News Nvidia Unveils Its Next-Generation 7nm Ampere A100 GPU for Data Centers, and It's Absolutely Massive

Page 2 - Seeking answers? Join the Tom's Hardware community: where nearly two million members share solutions and discuss the latest tech.
It will be interesting to see what happens with GA102. It's not really possible to determine what GA102 will have just by looking at GA100. And looking back at Pascal can lead to some poor assumptions.

The GP100 was the data center / deep learning version, and it had up to 60 SMs total with 64 CUDA cores per SM (plus 32 FP64 CUDA cores). That's 3840 total FP32 CUDA cores. GP102 by comparison had up to 30 SMs with 128 FP32 CUDA cores per SM. It had the same total number of FP32 cores (3840), but got there in a very different fashion. So you might think GA102 will do the same thing relative to GA100 -- and it might -- but they're going to be very different beasts.

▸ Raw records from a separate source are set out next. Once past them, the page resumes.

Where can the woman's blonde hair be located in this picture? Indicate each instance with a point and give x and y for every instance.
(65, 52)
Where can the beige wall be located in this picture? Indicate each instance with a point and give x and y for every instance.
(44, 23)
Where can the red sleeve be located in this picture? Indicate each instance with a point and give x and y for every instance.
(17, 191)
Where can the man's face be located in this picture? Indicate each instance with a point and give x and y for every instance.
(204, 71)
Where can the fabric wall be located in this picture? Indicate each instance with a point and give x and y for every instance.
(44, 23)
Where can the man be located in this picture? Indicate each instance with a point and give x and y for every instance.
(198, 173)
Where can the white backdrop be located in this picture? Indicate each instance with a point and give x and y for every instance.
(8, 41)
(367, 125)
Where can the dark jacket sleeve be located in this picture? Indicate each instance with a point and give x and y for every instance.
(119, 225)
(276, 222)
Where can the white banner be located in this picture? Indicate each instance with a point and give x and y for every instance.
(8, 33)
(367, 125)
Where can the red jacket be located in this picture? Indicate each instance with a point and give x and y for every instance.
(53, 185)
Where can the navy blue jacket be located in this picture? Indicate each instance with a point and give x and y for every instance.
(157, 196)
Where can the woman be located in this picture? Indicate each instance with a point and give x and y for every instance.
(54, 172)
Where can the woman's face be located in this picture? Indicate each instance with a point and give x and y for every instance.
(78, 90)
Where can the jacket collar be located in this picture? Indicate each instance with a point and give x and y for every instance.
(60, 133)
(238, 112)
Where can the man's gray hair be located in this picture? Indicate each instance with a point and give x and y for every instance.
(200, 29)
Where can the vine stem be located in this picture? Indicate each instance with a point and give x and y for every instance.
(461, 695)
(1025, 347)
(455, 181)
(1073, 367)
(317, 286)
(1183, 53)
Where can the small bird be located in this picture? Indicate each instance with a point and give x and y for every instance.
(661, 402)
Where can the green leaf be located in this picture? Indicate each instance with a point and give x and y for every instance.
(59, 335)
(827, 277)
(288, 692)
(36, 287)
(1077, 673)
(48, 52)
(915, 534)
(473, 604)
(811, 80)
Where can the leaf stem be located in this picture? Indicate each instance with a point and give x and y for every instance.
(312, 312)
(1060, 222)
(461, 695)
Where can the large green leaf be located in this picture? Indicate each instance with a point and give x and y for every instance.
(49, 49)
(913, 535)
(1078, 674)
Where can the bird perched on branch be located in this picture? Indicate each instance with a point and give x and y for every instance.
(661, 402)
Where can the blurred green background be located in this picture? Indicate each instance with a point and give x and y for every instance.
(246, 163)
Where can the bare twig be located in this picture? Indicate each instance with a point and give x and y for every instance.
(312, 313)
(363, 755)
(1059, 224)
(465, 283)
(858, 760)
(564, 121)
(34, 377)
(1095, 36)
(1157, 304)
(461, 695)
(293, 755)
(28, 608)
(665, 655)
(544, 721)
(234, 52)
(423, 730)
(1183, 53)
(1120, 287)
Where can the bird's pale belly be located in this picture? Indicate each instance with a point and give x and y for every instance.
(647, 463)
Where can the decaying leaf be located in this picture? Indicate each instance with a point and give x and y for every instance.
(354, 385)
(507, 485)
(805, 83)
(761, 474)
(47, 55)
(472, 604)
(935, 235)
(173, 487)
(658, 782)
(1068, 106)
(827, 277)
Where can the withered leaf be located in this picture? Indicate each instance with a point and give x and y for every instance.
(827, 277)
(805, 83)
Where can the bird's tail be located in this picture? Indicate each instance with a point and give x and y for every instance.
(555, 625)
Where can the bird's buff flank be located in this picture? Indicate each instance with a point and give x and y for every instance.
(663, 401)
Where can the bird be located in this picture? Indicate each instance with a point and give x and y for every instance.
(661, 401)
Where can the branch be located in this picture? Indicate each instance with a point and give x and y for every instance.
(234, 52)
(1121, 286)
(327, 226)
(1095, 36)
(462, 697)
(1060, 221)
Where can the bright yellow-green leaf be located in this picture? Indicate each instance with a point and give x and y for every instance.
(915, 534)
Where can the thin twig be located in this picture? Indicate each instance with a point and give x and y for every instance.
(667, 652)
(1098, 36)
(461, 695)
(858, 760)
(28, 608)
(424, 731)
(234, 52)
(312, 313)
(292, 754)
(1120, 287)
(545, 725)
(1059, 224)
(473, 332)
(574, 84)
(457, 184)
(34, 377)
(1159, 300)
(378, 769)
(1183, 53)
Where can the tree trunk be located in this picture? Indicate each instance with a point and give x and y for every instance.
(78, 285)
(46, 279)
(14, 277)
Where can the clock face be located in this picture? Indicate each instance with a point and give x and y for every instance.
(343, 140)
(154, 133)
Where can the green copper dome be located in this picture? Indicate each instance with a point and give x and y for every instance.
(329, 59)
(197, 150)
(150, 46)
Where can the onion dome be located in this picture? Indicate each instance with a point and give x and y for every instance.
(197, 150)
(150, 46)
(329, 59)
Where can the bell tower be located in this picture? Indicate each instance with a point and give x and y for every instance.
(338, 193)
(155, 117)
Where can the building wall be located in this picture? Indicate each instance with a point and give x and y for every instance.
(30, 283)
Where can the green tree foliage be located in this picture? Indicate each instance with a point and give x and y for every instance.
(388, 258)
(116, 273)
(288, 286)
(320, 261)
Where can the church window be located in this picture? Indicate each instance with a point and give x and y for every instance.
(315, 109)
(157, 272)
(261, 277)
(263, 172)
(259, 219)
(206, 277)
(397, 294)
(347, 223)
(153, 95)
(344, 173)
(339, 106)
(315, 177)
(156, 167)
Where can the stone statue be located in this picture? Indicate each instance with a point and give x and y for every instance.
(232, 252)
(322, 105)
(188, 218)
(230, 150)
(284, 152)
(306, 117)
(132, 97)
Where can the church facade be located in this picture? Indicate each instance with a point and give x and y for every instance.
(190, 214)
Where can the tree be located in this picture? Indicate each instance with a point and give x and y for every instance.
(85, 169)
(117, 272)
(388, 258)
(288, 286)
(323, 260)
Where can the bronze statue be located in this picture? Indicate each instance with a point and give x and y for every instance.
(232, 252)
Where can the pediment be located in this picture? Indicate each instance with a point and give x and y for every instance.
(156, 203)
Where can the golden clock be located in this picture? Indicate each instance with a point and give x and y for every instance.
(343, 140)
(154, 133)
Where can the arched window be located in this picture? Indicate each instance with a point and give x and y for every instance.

GA102 will of necessity have RTX cores -- there's no way Nvidia can walk back ray tracing support. In fact, the RT cores are supposedly enhanced and could be up to 4X faster than the Turing RT cores. Which means probably they're going to use a lot more die space. I'd assume the enhanced Ampere Tensor cores will also make an appearance, though that might not be the case. If they're the same ratio as in GA100, though, the GA102 SMs will ditch FP64 and add RT, which might not be much of a difference in size when all is said and done. And that's the problem.

There's no way Nvidia is going to make an 800mm square 'consumer' GPU on 7nm right now. It's just way too expensive. GA100 is going to have a price of roughly $18,750 per GA100 card based on the $199,000 asking price of the DGX A100. ($50K for all the server stuff, $150K for the eight GA100 parts). GP100 was a 610mm square part with a very high price, but GP102 was only 471mm square -- and still went into $1000+ graphics cards.

So, given the massive size of GA100, I suspect Nvidia is going to be aiming closer to 500mm square or less on GA102. And to get there, it will have to trim down the SM and core counts. Where GA100 has up to 128 SMs, I think 80 SMs in GA102 seems far more plausible, giving a maximum of 5120 cores. Clocks could be higher, though, and power will of necessity be less than 300W (and probably 250W for the RTX 3080 Ti). That's my bet, anyway.
Yes you are correct but can be argued on few things. Like the die size for starters. I mean yes NVIDIA may take completely different approach for GA102 but there is also a possibility of it using 700+mm square Chip as they did with Turing. Yes Turing TU102 was 750mm.sq while Volta GV100 was 800mm.sq.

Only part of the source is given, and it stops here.